The Comcast logo is seen on one of the company's vehicles in Pittsburgh on Feb. 11, 2011. AP

A week after a phone call of a Comcast representative trying to persuade a customer not to cancel his cable service went viral, the company is admitting it needs to make some changes -- and that its own training may have played a role in the embarrassing incident.

In an internal memo, first reported by the Consumerist, the company's Chief Operating Officer Dave Watson says he regrets that the incident occurred and that it was "painful to listen to this call."

Then he goes on to acknowledge that the representative had been doing "a lot of what we trained him and paid him -- and thousands of other Retention agents -- to do."

"He tried to save a customer, and that's important, but the act of saving a customer must always be handled with the utmost respect," Watson wrote.
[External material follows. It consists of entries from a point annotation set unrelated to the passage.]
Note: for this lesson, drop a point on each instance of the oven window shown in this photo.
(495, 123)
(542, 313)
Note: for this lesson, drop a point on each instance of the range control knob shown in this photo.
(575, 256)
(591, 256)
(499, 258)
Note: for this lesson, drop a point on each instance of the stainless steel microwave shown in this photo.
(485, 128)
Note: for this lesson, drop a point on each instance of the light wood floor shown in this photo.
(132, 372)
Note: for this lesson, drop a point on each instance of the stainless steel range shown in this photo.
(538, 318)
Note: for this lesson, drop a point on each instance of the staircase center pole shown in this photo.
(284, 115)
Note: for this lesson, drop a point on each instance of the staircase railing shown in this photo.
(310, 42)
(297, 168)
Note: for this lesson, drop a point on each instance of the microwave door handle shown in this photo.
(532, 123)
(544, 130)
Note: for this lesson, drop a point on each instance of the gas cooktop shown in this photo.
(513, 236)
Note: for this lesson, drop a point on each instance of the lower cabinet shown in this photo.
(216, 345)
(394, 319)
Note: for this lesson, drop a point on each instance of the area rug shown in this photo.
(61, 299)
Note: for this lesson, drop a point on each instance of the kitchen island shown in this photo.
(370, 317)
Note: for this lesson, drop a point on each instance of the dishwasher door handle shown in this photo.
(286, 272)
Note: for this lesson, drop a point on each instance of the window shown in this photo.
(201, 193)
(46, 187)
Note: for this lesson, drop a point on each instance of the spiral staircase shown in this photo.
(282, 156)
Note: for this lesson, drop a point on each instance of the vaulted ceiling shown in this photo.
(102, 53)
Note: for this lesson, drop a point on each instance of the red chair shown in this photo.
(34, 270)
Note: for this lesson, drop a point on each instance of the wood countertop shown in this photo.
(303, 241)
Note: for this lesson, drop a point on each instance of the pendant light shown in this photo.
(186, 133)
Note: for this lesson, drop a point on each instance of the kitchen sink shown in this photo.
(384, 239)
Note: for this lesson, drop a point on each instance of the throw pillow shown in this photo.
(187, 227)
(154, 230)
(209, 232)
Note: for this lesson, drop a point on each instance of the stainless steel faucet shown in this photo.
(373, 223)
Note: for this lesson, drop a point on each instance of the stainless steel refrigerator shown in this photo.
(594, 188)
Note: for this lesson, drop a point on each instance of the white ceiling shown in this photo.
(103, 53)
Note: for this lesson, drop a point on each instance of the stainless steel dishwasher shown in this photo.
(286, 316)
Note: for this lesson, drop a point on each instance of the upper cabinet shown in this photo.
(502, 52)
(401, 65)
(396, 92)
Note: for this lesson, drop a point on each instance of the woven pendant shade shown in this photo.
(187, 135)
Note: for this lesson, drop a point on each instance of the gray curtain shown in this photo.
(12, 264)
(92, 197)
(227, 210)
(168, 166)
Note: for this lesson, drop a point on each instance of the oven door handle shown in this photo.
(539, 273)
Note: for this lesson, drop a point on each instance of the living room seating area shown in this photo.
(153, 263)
He promised to review training procedures and reevaluate incentive programs to make sure the company isn't encouraging the wrong behavior.

Last week, former Engadget editor Ryan Block recorded the call that went viral when he tried cancel his Comcast service. In the recorded conversation, the Comcast representative repeatedly refused to do so -- arguing, delaying and making disparaging remarks about the Internet provider Block mentioned he was switching to.

The company apologized repeatedly after the very public incident, saying that the actions of its employee were unacceptable. A Comcast spokesperson said last week that the company was investigating and would take quick action, saying that it was important to "always treat our customers with the utmost respect."

The bad publicity comes at a time when federal regulators are reviewing Comcast's proposed merger with Time Warner. Both companies, two of the country's largest cable providers, have fared poorly in consumer approval surveys.